25 seems to be right time to call him a man-child. There are traces of his boyishness and childishness (some of which he may never grow out of). And there are stirrings of adulthood, many-hued, whether it is the seriousness of ambition or the charm and ruthlessness of a Male Slut, the depravity of the grown-up Bad Boy, the ‘tortoise in hare-and-tortoise’ of the Beta Male or even the decisiveness of a human being who is just older and more confident. He could go any of those ways (or all of them), he’s poised on the treshold of who he is going to be for the large part of the rest of his life. You can almost see how he’s going to turn out as a husband and father. It’s watching his adulthood in its crystallization.

The love of my life made the mountain-moving decision of his life at twenty-five – that it wasn’t going to be about finding a perfect woman but finding someone who’d do and making it work with her. That was a drastic shift from the ruthless, nearly-Nazi-like quest for perfection that marked his earlier relationships (including the one with me).

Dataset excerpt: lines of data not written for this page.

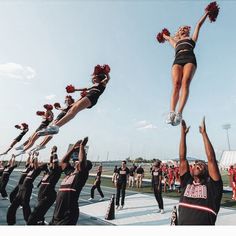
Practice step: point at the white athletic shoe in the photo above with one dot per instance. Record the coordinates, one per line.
(170, 118)
(38, 147)
(20, 153)
(21, 147)
(50, 130)
(178, 119)
(5, 198)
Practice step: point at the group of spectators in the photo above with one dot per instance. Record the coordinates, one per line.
(135, 178)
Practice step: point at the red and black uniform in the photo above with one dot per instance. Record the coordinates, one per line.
(94, 93)
(157, 186)
(67, 209)
(24, 173)
(5, 178)
(199, 202)
(2, 169)
(23, 196)
(46, 121)
(97, 185)
(63, 112)
(21, 135)
(121, 185)
(46, 195)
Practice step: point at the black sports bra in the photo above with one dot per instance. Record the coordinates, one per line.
(185, 44)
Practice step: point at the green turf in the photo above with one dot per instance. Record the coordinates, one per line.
(225, 202)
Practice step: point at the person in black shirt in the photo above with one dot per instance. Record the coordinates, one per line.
(93, 93)
(24, 127)
(114, 175)
(97, 185)
(123, 174)
(157, 184)
(69, 101)
(23, 196)
(202, 191)
(66, 210)
(183, 68)
(5, 177)
(47, 117)
(24, 173)
(47, 194)
(2, 167)
(132, 170)
(140, 175)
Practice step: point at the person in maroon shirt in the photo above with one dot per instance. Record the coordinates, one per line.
(97, 185)
(24, 127)
(157, 184)
(202, 191)
(47, 194)
(123, 175)
(5, 177)
(66, 210)
(23, 196)
(234, 182)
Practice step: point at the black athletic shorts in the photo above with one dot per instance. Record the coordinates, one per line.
(61, 115)
(20, 136)
(43, 125)
(182, 58)
(93, 97)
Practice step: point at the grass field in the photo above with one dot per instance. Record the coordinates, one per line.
(225, 202)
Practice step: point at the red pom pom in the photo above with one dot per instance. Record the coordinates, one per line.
(40, 113)
(97, 70)
(83, 93)
(48, 107)
(25, 126)
(160, 37)
(57, 105)
(70, 88)
(106, 69)
(213, 10)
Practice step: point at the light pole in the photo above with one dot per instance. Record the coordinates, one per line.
(227, 127)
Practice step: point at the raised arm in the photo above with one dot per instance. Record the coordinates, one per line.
(198, 26)
(183, 163)
(212, 163)
(82, 154)
(170, 40)
(106, 80)
(65, 160)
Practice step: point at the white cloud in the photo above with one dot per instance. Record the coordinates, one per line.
(143, 124)
(16, 71)
(50, 97)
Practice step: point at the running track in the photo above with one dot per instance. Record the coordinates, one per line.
(83, 200)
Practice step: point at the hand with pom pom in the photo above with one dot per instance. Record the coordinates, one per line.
(70, 88)
(163, 35)
(40, 113)
(213, 10)
(57, 105)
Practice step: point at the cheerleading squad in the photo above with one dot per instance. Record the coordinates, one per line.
(201, 186)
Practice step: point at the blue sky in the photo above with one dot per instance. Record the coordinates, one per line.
(46, 45)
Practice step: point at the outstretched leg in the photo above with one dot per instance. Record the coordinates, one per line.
(188, 73)
(177, 73)
(77, 107)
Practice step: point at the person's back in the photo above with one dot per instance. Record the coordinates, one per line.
(202, 189)
(199, 203)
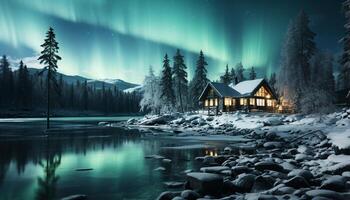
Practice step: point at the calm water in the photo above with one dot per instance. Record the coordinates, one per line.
(34, 166)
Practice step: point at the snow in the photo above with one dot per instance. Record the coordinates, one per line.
(247, 87)
(133, 89)
(340, 138)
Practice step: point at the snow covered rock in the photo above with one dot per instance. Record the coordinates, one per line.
(324, 193)
(245, 182)
(301, 172)
(272, 145)
(268, 165)
(189, 195)
(336, 183)
(75, 197)
(167, 195)
(272, 121)
(205, 183)
(216, 169)
(297, 182)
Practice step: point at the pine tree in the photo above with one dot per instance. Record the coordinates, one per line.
(252, 74)
(233, 76)
(85, 96)
(6, 82)
(199, 81)
(49, 58)
(272, 81)
(240, 72)
(298, 49)
(226, 78)
(167, 92)
(180, 81)
(344, 76)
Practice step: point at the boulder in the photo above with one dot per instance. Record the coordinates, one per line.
(189, 195)
(297, 182)
(268, 165)
(167, 195)
(215, 169)
(324, 193)
(272, 145)
(301, 172)
(261, 184)
(236, 170)
(75, 197)
(245, 182)
(336, 183)
(205, 183)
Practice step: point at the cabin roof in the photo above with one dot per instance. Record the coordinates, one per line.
(224, 90)
(246, 88)
(242, 89)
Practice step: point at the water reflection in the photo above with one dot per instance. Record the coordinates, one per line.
(42, 168)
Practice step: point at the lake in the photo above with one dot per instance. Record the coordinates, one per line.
(80, 158)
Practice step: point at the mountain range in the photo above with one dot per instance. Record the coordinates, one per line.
(109, 83)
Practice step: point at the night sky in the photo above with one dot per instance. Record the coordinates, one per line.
(122, 38)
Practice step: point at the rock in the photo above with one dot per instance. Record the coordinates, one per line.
(205, 183)
(324, 193)
(163, 119)
(297, 182)
(189, 195)
(272, 145)
(284, 190)
(336, 183)
(209, 160)
(174, 184)
(261, 184)
(268, 165)
(267, 197)
(75, 197)
(131, 121)
(159, 169)
(166, 161)
(301, 172)
(216, 169)
(167, 195)
(303, 157)
(240, 170)
(272, 121)
(245, 182)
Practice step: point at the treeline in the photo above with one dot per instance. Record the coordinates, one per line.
(21, 90)
(171, 91)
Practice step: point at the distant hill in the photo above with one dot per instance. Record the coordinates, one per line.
(109, 83)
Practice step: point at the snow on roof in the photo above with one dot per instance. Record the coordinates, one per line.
(247, 87)
(224, 90)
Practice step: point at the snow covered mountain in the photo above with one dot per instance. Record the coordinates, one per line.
(109, 83)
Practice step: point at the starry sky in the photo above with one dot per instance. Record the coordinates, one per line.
(122, 38)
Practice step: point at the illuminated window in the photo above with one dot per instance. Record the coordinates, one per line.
(262, 92)
(243, 101)
(228, 102)
(206, 103)
(269, 102)
(252, 101)
(260, 102)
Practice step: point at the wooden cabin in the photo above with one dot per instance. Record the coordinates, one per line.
(251, 95)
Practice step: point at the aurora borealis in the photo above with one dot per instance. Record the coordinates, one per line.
(121, 38)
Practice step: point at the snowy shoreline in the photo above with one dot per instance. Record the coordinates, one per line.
(282, 156)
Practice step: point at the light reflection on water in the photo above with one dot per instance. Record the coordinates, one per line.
(46, 168)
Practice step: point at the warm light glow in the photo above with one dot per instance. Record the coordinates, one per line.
(252, 101)
(260, 102)
(228, 101)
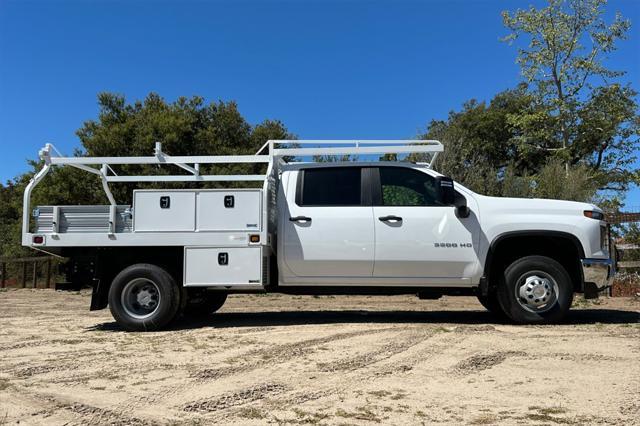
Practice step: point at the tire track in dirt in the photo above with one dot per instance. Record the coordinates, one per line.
(234, 399)
(388, 350)
(480, 362)
(87, 414)
(254, 359)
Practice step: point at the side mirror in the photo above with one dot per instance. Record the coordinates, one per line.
(446, 193)
(447, 196)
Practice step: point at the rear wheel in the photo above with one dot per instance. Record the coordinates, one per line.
(535, 290)
(143, 297)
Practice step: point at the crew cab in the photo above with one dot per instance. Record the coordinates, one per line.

What makes it truly sweet is watching the vulnerability that also accompanies him. Either it gets shattered with heartbreak, disappointment and such. Or it is hidden away, as is the case with most men and their need to be ‘manly’. And in a few, very few cases, it grows along with him (though to be quite sure, I’ve only seen this happen with gay men).

Amidst all the fun and laughter that spotted my last (and only) association with a younger man, there was one serious discussion about relationships. At the very base of his multitudinous flings, I unearthed a fear in him that every woman he’d meet was likely to cheat. And all because he had received (willingly, I may add) the attentions of a woman who was already in a relationship. I could tell it was early days and that fear had not solidified into an attitude as yet. But I could very easily see where this was going. I could see him as the kind of guy who’d jump from fling to fling, with little regard to the feelings of the people concerned, because he was in so much of a hurry to get away before he got hurt. It was almost tangibly painful to realize that his tenderness, the sweet solicitousness with which he received me might very well be gone in a couple of years. And yet, it could go the other way. If he found someone who could change his mind about that, he might be a very different person indeed – a wonderfully caring partner and a delightful friend. At the end of it, in my mind, it is symbolised by his voice – deep-throated and firm most of the time, but briefly turning plaintive and tentative when he said,

That’s what I wonder. Is there any loyalty in relationships anymore?

It was haunting in how vulnerable it sounded and it moved me. I haven’t felt moved, really touched by something a man said or did for a long time.

I also recently had a conversation with yet another man-child (unsurprisingly twenty-five). He’s tired of being called ‘cute’ and he imagines that he’ll never get a girl if this continues. So he wants to revamp himself into a sexier, more macho, adult avatar. I don’t know why he can’t see what I see – a guy who’s quite pleasant to look at, affable, fun, intelligent and nice to boot. What woman wouldn’t fall for that? And they probably already are, only he isn’t realising it. But I can’t stop him if he decided he wants to turn Neanderthal man. I hesitate to tell him that it will only make him look ridiculous because that so isn’t him. I wish he would realize that his cuteness, this little-boy vulnerability that makes women want to take care of him…that’s his greatest draw. Well, perhaps he’ll realize it on his own. Man-child he may be, but he isn’t stupid.

And finally, I get something out of this. Seeing the vulnerable side of a man, much before it has been buried or strangled out of existence or mangled beyond recognition…it’s a moving experience. It brings me back the respect I had for the male species, that brought me so many close friendships with them. It also brings back the tenderness and affection, banishes my own fear of all men being monsters. It makes them look human in my eyes and that can only be good.

I raise my glass to the wondrousness of the twenty-five-year-old man! Cheers, baby, you’re awesome!